Olga: I am looking for advice on parsing for my upcoming postdoc position with Carlos Gómez Rodríguez at A Coruña. It needs to be on parsing performance, and I’d like to connect it to DELPH-IN.

Slide includes some ideas from discussions from last year: parsing longer sentences. There are datasets which may be relevant that have really long sentences which cause problems.

Word embeddings may help with the core parsing problem such as lexical type prediction.

Bottom-up parsing can be frustrating for some constructions that may be accessible with type-down parsing, like fronted constructions (German, verb fronting; Russian, multiple wh-word fronting).

Exploring the parse chart for ambiguity may or may not be related to parsing speed.

I’m looking for literature. There are some resources such as John and Stephan’s chapters, but not an expert yet. I’ve created some simple parsers in courses, and have the CS background to be able to engage with various technologies. Can anyone recommend any general literature on parsing? I tried searching and it came up with little of use. I need something between compiler literature and the DELPH-IN notes.

Guy: I would suggest looking at CCG on supertagging? Try a Transformer model to predict lexical types

Berthold: There was work in 2006 from Tokyo group building on context free approximation. Can do top-down prediction. Were in the same ball park performance wise as [] crowd.

Emily (in chat): If you’re looking at the supertagging literature, Bec’s disseration on ubertagging is also probably relevant, as an adaptation (and improvements) to DELPH-IN/HPSG. Paper

Guy (in chat): You could also look at shift-reduce neural parsing, i.e. neuralise the lexical predictions, and neuralise the choice of parser transitions.

Alexandre: Are these contrastive perspectives (audio quality issues)
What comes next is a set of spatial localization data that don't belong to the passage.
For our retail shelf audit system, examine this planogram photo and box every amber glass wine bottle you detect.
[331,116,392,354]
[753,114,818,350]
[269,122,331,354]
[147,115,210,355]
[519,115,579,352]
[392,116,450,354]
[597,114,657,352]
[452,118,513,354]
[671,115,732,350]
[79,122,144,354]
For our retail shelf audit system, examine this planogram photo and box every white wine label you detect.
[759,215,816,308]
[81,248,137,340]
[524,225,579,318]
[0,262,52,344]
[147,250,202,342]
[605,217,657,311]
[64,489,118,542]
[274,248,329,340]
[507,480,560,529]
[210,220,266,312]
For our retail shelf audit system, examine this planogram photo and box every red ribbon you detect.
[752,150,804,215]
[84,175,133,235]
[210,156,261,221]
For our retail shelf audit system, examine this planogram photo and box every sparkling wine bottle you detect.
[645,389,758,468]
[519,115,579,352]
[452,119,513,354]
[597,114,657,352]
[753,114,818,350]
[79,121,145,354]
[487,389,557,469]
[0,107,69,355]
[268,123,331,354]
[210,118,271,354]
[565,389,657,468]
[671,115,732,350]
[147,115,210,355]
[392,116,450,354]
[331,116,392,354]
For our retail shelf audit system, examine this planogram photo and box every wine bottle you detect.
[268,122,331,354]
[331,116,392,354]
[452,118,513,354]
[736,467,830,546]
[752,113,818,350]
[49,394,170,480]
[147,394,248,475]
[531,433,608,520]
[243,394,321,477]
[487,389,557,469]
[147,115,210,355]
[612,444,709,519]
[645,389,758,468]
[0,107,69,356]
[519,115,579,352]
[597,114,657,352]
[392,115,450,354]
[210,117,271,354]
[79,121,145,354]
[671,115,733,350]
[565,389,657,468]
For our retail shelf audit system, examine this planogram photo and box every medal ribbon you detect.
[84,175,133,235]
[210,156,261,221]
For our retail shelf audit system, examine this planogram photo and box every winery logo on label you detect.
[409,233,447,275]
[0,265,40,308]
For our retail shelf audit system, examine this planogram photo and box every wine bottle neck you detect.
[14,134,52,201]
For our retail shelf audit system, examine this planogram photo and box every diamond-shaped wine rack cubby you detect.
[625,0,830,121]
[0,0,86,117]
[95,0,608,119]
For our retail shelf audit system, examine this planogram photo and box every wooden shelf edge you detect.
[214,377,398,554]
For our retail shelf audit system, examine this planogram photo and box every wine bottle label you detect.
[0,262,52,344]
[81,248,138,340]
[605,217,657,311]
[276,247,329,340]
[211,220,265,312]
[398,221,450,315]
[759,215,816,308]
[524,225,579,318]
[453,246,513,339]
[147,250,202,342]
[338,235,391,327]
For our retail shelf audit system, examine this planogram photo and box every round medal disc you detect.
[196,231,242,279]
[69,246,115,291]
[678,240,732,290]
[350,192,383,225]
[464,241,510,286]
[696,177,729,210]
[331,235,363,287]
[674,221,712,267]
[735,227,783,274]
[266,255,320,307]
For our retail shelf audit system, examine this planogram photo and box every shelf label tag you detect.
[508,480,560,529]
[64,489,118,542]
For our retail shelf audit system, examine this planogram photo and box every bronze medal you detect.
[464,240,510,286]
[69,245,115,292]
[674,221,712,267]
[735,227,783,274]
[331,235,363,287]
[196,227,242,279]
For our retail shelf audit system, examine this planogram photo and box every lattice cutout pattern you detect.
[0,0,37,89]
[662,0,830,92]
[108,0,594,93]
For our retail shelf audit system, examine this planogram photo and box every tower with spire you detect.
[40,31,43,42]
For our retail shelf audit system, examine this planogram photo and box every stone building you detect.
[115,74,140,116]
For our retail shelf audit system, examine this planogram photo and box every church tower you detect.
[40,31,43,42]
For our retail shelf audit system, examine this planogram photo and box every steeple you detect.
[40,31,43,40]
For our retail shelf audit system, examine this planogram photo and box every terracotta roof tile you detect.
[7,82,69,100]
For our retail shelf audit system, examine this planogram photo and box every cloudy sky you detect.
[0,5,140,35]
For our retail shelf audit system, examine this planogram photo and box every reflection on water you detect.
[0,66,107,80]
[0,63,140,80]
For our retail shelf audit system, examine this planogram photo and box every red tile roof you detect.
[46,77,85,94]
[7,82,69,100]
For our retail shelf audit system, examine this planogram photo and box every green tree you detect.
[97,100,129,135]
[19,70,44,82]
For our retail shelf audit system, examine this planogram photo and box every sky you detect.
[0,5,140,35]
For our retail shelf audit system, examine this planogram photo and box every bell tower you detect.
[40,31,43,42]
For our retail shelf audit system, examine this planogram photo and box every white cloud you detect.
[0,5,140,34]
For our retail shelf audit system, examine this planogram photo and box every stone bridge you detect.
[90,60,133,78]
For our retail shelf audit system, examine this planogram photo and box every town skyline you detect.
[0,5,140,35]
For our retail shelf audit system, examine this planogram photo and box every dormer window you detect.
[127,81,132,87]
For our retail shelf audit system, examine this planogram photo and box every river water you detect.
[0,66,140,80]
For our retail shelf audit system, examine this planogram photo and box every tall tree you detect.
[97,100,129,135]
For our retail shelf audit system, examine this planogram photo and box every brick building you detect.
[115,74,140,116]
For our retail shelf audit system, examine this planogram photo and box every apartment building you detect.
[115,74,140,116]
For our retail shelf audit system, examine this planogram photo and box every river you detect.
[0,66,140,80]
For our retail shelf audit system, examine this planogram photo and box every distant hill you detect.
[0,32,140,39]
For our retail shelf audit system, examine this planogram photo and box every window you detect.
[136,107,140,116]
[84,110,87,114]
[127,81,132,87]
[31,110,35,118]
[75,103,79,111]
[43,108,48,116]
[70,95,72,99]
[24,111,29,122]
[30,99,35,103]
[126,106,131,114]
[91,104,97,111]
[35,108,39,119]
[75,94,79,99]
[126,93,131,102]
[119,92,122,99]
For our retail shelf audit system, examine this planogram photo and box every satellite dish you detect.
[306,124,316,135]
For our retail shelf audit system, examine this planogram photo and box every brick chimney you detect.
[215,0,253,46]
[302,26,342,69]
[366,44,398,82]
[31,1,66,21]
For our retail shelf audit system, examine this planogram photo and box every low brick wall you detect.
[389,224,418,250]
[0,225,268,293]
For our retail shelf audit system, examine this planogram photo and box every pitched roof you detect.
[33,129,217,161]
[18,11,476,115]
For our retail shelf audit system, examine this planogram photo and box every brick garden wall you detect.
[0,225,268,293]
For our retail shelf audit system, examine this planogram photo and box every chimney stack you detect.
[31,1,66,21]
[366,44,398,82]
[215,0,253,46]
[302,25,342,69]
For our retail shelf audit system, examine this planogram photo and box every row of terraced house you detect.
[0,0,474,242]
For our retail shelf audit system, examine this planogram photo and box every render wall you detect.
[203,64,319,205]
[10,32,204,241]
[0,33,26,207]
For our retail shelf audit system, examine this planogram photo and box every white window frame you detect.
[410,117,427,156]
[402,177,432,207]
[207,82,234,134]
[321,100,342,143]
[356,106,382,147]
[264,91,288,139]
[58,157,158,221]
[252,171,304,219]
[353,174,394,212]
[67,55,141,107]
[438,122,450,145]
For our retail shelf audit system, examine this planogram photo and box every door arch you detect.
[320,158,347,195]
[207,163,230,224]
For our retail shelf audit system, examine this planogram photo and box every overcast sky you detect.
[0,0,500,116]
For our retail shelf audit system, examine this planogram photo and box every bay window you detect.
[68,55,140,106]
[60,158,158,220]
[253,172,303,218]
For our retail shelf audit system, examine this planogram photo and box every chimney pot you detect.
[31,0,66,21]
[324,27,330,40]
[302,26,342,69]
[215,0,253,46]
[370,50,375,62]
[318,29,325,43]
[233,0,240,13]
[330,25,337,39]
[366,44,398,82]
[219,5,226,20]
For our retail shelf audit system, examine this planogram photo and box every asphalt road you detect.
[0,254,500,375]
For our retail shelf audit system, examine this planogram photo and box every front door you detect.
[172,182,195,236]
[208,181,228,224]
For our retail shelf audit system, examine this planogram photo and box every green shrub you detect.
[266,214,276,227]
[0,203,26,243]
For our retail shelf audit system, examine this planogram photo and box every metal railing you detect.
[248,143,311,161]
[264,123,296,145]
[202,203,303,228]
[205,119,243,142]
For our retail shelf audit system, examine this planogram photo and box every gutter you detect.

Woodley: I think he’s suggesting to use a smarter tagger to make better part of speech predictions. Like Rebecca Dridan did. Maybe more modern techniques could do better by throwing out large portions of the search space.

Olga: Would like to go back to literature question. What Berthold was talking about is already in the DELPH-IN space. But before we get into the DELPH-IN space, how do I become a specialist in parsing.

Glenn: All of the major parsing tools use chart mapping. So that’s a subtask. I have printouts of relevant literature.

Alexandre (in chat): My question is if predicting POS is different from predicting lexical types?

Emily (in chat): @Alexandre, lexical types can be conceptualized as very fine-grained POS. For getting a sense of what’s going on in parsing now I think check out IWPT might be good

John: I’ve written a chapter on parsing, one for 1st ed one for 2nd ed, for the Oxford Handbook (in chat) will email the PDFs

Woodley: I assume you have Implementing Typed Feature Structures.

Emily: IWPT conference may be a good place to start.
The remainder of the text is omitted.